I was thinking about Olin College for some reason, which launched me into something of a rathole about tenure and academia.
I have a buddy at Olin College, and I've heard some people rave about how awesome and hard-core revolutionary the program is. And I think it's pretty nifty that in the late 20th and early 21st century, new institutions of higher learning can start and (hopefully) succeed. Having said that, as I am wont, I was curious about how tenure was dealt with.
Olin College is distinctive in several ways. First, it does not intend to establish traditional academic departments. Instead, the internal academic structure will involve several multidisciplinary clusters of faculty whose primary bond is the successful development of a cohort of engineering students. In addition, faculty employment relations will be based on renewable contracts rather than a traditional tenure system.
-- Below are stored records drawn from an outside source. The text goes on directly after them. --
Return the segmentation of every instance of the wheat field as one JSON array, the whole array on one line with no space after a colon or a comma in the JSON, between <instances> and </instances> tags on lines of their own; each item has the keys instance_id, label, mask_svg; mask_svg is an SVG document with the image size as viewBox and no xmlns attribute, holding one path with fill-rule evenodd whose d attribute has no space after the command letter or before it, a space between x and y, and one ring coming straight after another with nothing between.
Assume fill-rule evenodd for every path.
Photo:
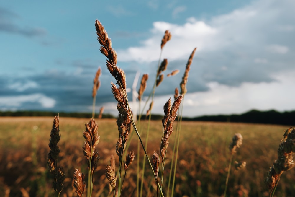
<instances>
[{"instance_id":1,"label":"wheat field","mask_svg":"<svg viewBox=\"0 0 295 197\"><path fill-rule=\"evenodd\" d=\"M0 118L0 196L51 196L51 178L47 169L48 139L53 118L1 117ZM64 188L61 196L76 196L72 186L75 167L86 169L82 147L83 131L87 118L60 117L61 138L59 162L65 169ZM151 156L154 147L159 146L162 124L153 121L147 148ZM115 155L117 127L114 119L98 120L100 136L97 149L100 157L96 172L92 196L107 196L108 183L104 174L110 155ZM142 121L142 126L146 122ZM175 124L177 123L175 123ZM224 190L230 153L231 136L237 132L243 137L234 161L247 162L245 168L232 169L228 190L232 196L268 196L264 182L269 166L277 157L278 144L283 138L285 126L259 124L185 122L182 123L179 158L176 175L175 196L221 196ZM173 143L175 136L171 137ZM136 136L129 148L136 150ZM144 133L142 135L145 139ZM168 150L168 155L171 151ZM140 157L143 156L141 152ZM136 157L135 162L136 162ZM171 161L168 156L166 163ZM118 161L116 160L117 163ZM123 185L123 196L135 196L135 165L130 167ZM86 171L86 170L85 170ZM283 174L275 196L290 196L295 192L294 170ZM164 173L164 176L167 174ZM144 196L154 196L150 187L153 178L148 173L145 179ZM164 183L164 184L165 183ZM125 196L124 194L125 194ZM27 196L26 196L27 195ZM27 196L29 195L29 196ZM239 195L241 195L239 196Z\"/></svg>"}]
</instances>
Now we're talking about a faculty that I suspect (this is a guess) is maybe 40 people, and maybe growing a little. Also tangentially, "academic departments" are almost always about institutional administration. Now in a small setting you don't could probably cut out that mid-level administrator, and just have the dean and a couple of people in that office take care of those kinds of things, but I'm not sure that really cuts much out, but whatever.
I have to say that I've had better experiences at institution where tenure is stronger, and the cries of, "but it isn't economically viable!" is distracting, and I have yet to be convinced. I'm also convinced that when faculty are more fulfilled and supported, students learn more (and better). Part of keeping faculty supported is tenure, not to mention, living wages and health insurance. But there's a difference between adjuncts that teach 5 intro-level classes a term and tenure/tenure-track professors that teach about three classes a term (or less), and have the opportunity to do research, and be active professionally.
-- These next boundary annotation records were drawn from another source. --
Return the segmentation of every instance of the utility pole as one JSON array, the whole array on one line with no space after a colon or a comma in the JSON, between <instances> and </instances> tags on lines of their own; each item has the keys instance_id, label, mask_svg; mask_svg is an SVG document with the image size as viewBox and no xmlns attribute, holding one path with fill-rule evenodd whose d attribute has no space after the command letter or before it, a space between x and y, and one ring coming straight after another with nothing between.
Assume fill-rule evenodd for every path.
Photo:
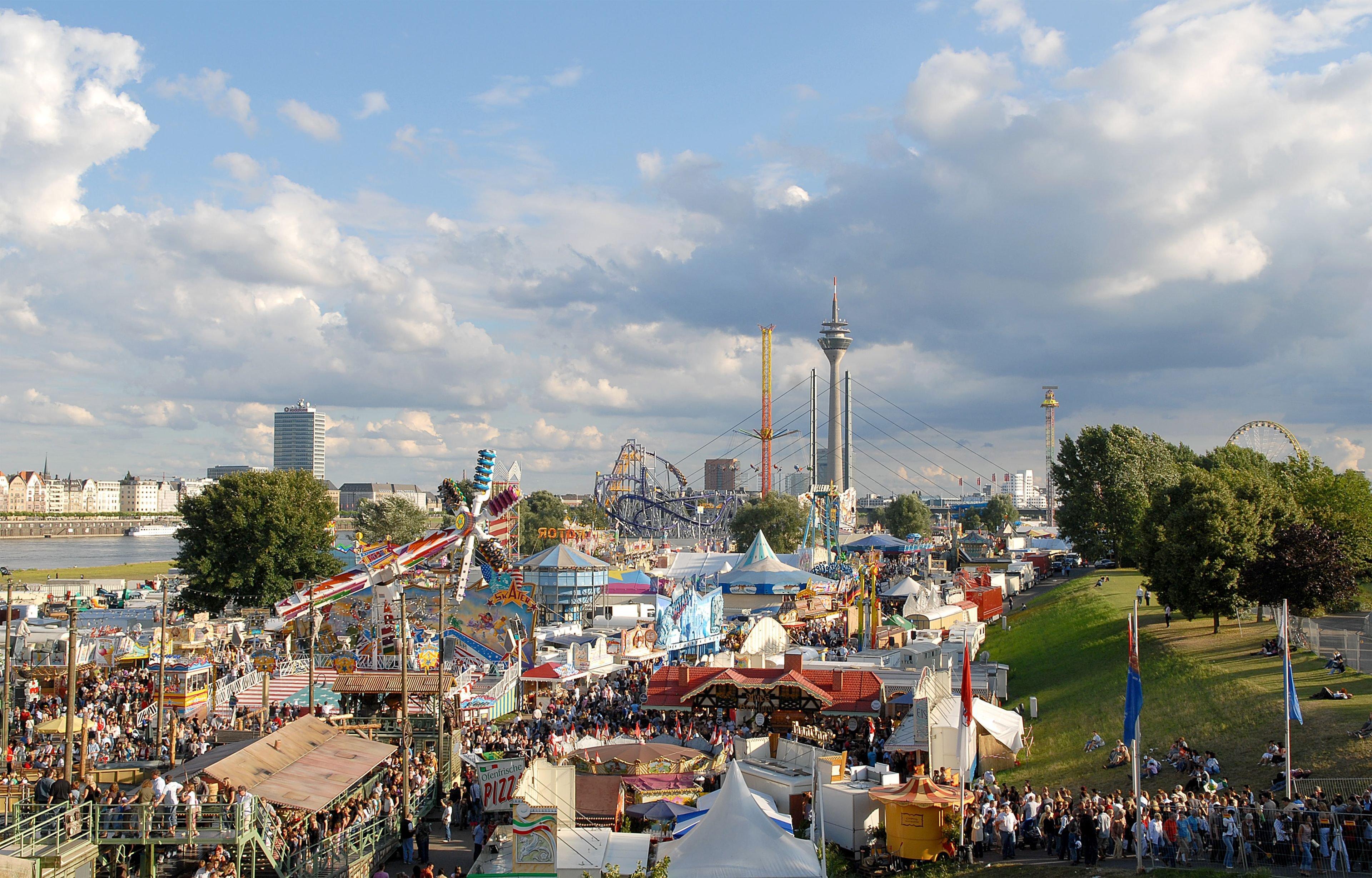
<instances>
[{"instance_id":1,"label":"utility pole","mask_svg":"<svg viewBox=\"0 0 1372 878\"><path fill-rule=\"evenodd\" d=\"M77 602L73 600L71 593L67 591L67 748L66 760L62 768L62 776L71 782L71 760L75 756L73 750L71 733L75 730L77 724Z\"/></svg>"},{"instance_id":2,"label":"utility pole","mask_svg":"<svg viewBox=\"0 0 1372 878\"><path fill-rule=\"evenodd\" d=\"M0 694L0 708L4 709L4 717L0 719L0 746L10 752L10 653L12 648L10 646L14 641L10 639L10 626L11 619L14 619L14 579L5 578L4 582L4 693Z\"/></svg>"},{"instance_id":3,"label":"utility pole","mask_svg":"<svg viewBox=\"0 0 1372 878\"><path fill-rule=\"evenodd\" d=\"M409 626L405 617L405 583L401 583L401 630L397 637L401 642L401 803L403 811L401 816L410 816L410 645Z\"/></svg>"},{"instance_id":4,"label":"utility pole","mask_svg":"<svg viewBox=\"0 0 1372 878\"><path fill-rule=\"evenodd\" d=\"M158 652L158 746L162 746L162 720L166 715L166 680L167 680L167 583L162 582L162 634L158 638L161 650ZM263 702L265 704L265 702Z\"/></svg>"}]
</instances>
I remain convinced that Tenure remains useful, even in the contemporary world. I can think of no other renewable contract-faculty type system that might successfully encourage research. You can't have meaningful research/publication systems without it. Tenure allows for the ebb and flow that's typical of the general career, it grants freedom, and sets expectations that research be incorporated into faculty life. Renewable contract systems focus on teaching, because that's easy to talk and think about.
Unfortunately, or fortunately, as long as tenure continues to exist, those jobs will be preferable to non-tenure jobs to many people, and thus continue to attract better faculty. At the very least, I think tenured faculties will be more acceptable. To make an analogy, new science fiction magazines that pay writers, "pro rates," tend to sell better, than ones that pay less than the 3 cents per word mark, because readers know that they're able to buy better stories from authors, and are able to perceive that difference.
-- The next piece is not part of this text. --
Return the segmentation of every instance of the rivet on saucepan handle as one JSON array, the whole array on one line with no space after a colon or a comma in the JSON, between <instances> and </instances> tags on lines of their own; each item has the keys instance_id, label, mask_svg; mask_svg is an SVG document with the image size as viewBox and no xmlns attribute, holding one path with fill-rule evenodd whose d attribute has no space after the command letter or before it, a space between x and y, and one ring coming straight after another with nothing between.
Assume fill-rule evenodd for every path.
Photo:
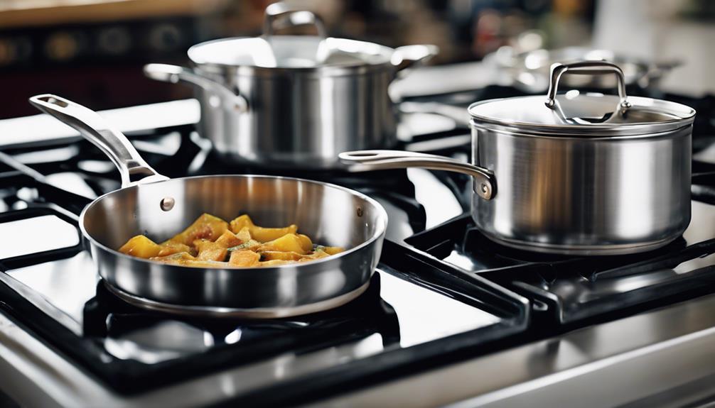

The idealistic (and flagrantly incorrect) free-market argument should suggest that non-tenured full time jobs should pay more than tenured jobs (trading the security of tenure, for an increase in salary) and frankly if that were the case, it might not seem like quite as bad of a deal, but not only do non-tenure jobs, tragically misunderstand the role and purpose of faculty, but they put faculty in a pretty precarious situation, it seems to me, and that's not good.